Compared with many plants, the seeds of most Citrus species are relatively large and easy to handle. If they are sown in an ‘open’ seed compost in a brightly lit position with a temperature around 15ºC, they should germinate within two or three weeks. However, it will take several years before they start producing flowers and fruit.
· In addition to propagating plants from seed, they can also be increased by cuttings. Heel cuttings between 100-150mm in length can be inserted in moist sharp sand at a temperature of 21ºC and kept as humid as possible until the roots form – which should be within a couple of months.
· Citrus plants do not like lime, so when the seedlings are large enough to be potted-on they should be planted into a pot containing ‘ericaceous’ compost, preferably a soil-based one such as those developed by the John Innes Institute. The optimum pH for the compost is 6, which is slightly on the acidic side of neutral.
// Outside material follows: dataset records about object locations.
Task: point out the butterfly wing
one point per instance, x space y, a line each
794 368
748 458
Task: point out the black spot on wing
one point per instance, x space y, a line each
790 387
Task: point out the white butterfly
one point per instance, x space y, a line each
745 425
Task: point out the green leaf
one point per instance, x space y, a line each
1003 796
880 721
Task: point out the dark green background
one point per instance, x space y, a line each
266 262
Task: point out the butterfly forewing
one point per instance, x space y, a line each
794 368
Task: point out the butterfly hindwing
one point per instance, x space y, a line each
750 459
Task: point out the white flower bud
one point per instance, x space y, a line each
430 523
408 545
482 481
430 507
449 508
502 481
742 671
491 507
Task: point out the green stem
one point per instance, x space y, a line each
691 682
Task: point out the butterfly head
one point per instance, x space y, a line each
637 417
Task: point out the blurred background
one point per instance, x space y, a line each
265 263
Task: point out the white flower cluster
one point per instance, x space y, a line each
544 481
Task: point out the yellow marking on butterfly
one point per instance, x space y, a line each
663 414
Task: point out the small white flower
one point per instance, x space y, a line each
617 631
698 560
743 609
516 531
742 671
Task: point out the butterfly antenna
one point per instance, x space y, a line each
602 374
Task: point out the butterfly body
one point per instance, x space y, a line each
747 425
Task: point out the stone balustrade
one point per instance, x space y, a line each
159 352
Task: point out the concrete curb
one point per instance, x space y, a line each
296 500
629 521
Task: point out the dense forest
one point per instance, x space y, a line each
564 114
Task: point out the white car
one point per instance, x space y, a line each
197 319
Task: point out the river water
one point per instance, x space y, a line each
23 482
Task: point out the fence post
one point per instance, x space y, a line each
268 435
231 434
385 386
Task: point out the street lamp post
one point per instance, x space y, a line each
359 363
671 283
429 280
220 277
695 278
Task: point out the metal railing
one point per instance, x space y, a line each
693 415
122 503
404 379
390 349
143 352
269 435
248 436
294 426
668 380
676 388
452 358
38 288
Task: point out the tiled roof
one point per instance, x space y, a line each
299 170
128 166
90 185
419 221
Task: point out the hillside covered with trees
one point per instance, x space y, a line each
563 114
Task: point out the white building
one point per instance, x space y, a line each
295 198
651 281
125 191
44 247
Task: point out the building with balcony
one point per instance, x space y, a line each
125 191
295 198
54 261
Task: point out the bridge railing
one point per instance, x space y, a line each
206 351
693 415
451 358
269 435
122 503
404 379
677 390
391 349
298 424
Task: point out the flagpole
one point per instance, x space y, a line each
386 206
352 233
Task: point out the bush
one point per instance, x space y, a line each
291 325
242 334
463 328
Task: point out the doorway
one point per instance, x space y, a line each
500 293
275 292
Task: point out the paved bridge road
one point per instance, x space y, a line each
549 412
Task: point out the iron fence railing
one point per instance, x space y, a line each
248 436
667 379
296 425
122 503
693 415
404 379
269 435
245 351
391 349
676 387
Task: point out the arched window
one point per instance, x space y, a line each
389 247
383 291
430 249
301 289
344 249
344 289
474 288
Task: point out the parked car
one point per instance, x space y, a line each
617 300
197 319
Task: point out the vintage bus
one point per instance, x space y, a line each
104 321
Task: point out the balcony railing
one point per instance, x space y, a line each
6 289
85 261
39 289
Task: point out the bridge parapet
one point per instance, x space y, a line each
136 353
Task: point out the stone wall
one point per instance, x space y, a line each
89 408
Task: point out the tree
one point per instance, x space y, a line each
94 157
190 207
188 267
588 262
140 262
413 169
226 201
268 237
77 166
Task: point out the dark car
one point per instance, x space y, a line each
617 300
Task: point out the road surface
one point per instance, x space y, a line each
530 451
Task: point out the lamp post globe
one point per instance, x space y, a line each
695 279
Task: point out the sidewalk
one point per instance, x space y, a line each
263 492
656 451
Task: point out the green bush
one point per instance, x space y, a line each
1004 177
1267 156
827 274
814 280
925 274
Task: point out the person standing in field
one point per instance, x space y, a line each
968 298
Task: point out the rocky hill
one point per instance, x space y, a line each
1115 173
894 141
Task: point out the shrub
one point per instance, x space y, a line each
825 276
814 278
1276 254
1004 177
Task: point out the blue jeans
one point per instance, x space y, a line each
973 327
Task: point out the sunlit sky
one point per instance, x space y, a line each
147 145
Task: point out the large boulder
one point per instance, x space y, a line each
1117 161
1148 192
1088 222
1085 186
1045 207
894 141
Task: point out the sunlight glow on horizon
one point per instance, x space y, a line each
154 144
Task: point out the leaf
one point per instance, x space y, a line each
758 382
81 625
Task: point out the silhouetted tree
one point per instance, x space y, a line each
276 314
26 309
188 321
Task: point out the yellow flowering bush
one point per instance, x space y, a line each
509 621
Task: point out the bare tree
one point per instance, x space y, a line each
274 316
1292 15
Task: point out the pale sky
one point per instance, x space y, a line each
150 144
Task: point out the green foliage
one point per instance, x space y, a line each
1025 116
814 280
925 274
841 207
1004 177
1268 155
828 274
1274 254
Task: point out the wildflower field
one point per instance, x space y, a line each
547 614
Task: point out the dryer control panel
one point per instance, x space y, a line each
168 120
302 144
· During the growing season, from spring through summer, the plants will benefit from the regular application of a nitrogen-rich fertiliser to boost strong growth. Once winter is upon us the occasional feed with a balanced fertiliser would be beneficial and help to keep the plant healthy.
· Although your plants will need plenty of water in hot weather, they should not be allowed to become water-logged as this will kill off the roots and their foliage will drop. Similarly, if they do not receive sufficient water, the flowers will fall and the foliage will shrivel.
· It is customary for large pots of Citrus to be placed in a sheltered spot in the garden once all danger of frost has passed. Although they will receive rain, the foliage will often act like an umbrella and the rain will run-off without wetting the compost, so a check should be made regularly to ensure that the compost is moist.
· The best type of pot is one made from terracotta; it is easy to tell by tapping its side whether or not the compost is dry. A dry clay pot will have more of a ring to the sound when tapped than a wet pot and they are less likely to become waterlogged than plastic ones. The main drawback to these clay pots is their weight which can be several times that of a plastic pot.
· Ornamental rectangular containers, modelled on those which were used for growing Citrus at the garden of Versailles, can be made or bought but consideration must be given on account of their weight and size to moving them into a protected space once there is any danger of frosts.
· The best water for watering your Citrus will be clean rainwater as this will not have received any chemical treatment that could be detrimental to the plants. If insufficient rainwater is available, the use of ‘soft’ tap water is preferable to ‘hard’ water which contains calcium which will leave unsightly deposits on the leaves.
· Orangeries, such as the fabulous ornamental building here at Margam, were originally used to give winter protection to Citrus trees; they do not allow enough light to get to the plants for them to grow healthily throughout the year. Plants should be kept in as bright a location as possible.
· As long as there is some air movement and they have moisture at their roots, orange trees will be happy in the hottest of summer temperatures. However, in early autumn, as soon as the temperature begins to fall, the plants must be moved into a space where the temperature does not fall below 8 or 10ºC, nor rise much above 15ºC. They should be kept in this mild environment through the winter until all danger of frost has passed. This will normally be at the end of May or early June.
· Pruning is not normally necessary but if the growth is weak or the bush is misshapen or outgrowing its space, the branches can be shortened back in the spring.